Nul besoin d'une interminable «nuit des résolutions», on parviendrait à la synthèse en deux temps, trois mouvements et on repartirait contents en se disant que Jean Jaurès et Léon Blum seraient fiers !

Mais Nicolas Sarkozy n'est pas candidat au poste de premier secrétaire, et en plus il n'est pas socialiste. Parce que la situation est exceptionnelle, il prend des mesures exceptionnelles, mais sa vision à long terme n'est pas celle d'une société où l'État régirait tout, durablement et systématiquement.

C'est le danger qui guette les signataires des motions de Reims. Pousser le curseur plus à gauche, confusément et par opportunisme, parce que Nicolas Sarkozy a pris pied sur leurs terres. Et donner, une nouvelle fois, de fausses illusions au «peuple de gauche», qui s'y connaît en déceptions et en amertumes.

À ce jeu-là, Benoît Hamon a pris quelques longueurs d'avance. Mais Martine Aubry n'est pas en reste. Elle sait que les congrès socialistes, c'est d'abord une question de posture, où il est plutôt conseillé de malmener le principe de réalité. Alors, on la sent prête à en faire beaucoup à la tribune de Reims, et d'abord contre le chef de l'État.
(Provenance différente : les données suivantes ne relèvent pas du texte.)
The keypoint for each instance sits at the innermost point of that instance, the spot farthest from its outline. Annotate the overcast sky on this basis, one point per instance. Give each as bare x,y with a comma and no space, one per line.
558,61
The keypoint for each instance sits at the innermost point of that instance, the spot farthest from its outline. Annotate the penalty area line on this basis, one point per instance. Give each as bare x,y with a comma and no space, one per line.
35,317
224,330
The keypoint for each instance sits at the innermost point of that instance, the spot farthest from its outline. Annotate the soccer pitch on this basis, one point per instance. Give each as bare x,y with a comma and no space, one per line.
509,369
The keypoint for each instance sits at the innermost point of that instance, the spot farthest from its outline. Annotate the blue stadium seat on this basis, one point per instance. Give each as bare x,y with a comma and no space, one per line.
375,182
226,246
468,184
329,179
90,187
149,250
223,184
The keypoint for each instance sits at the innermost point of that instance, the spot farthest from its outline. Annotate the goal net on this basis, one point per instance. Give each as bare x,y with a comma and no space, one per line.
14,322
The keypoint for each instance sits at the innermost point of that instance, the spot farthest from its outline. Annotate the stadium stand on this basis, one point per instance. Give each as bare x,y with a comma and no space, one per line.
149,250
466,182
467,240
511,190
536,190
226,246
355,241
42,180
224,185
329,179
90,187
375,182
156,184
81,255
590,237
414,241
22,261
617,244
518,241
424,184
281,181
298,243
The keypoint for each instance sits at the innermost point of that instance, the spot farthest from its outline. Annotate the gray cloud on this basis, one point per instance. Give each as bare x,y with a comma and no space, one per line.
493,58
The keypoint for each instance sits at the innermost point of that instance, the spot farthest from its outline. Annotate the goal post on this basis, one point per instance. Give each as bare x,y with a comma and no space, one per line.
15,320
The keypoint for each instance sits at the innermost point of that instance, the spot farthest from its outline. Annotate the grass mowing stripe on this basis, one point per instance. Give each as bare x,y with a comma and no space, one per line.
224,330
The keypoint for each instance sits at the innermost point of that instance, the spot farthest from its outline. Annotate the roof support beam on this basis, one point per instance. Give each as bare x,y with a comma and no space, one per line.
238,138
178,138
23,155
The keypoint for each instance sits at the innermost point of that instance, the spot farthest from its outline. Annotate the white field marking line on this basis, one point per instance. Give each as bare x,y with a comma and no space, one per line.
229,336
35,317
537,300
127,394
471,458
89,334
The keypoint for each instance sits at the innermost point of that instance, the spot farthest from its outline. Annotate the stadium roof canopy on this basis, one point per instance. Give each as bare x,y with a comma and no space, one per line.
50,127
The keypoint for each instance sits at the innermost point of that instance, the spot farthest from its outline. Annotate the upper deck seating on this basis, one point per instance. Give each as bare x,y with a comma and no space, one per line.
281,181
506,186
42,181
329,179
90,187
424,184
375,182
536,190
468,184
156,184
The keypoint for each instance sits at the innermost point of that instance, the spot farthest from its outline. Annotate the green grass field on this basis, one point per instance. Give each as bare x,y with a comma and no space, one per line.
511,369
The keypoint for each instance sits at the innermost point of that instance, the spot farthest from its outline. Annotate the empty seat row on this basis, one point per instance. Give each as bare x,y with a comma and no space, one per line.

Prête aussi à justifier son alliance baroque avec Laurent Fabius et à ironiser sur Bertrand Delanoë qui, dans une fâcheuse erreur de timing, avait jugé opportun, en juin dernier, de s'appliquer à lui-même le qualificatif de «libéral».

Que n'avait-il pas dit ! Depuis, le maire de Paris, présenté comme le favori, s'est «justifié» auprès de ses camarades, mais chacun sent bien que le mot qui fâche pourrait faire la différence en sa défaveur.Et puis, il y a Ségolène Royal. Où est-elle ? Personne ne sait très bien. Elle était un peu à droite du PS, mais ces derniers jours, lorsqu'il s'agit de s'attaquer à Nicolas Sarkozy, à sa prétendue «connivence» avec les banquiers, elle sait doubler ses amis sur leur gauche. Comme Aubry et Delanoë, elle peaufine ses arguments pour prouver qu'elle est à des années-lumière de la nouvelle politique voulue par le chef de l'État. Bref, Nicolas Sarkozy risque d'être l'acteur principal du congrès de Reims. Le phénomène n'est pas nouveau. Depuis son élection, il hante et malmène le vieux parti d'Épinay, l'obligeant à s'adapter tant bien que mal à l'évolution du monde. La crise financière aurait pu donner un nouvel espace au PS, mais Nicolas Sarkozy s'y est installé. Depuis, les camarades retravaillent leur motion.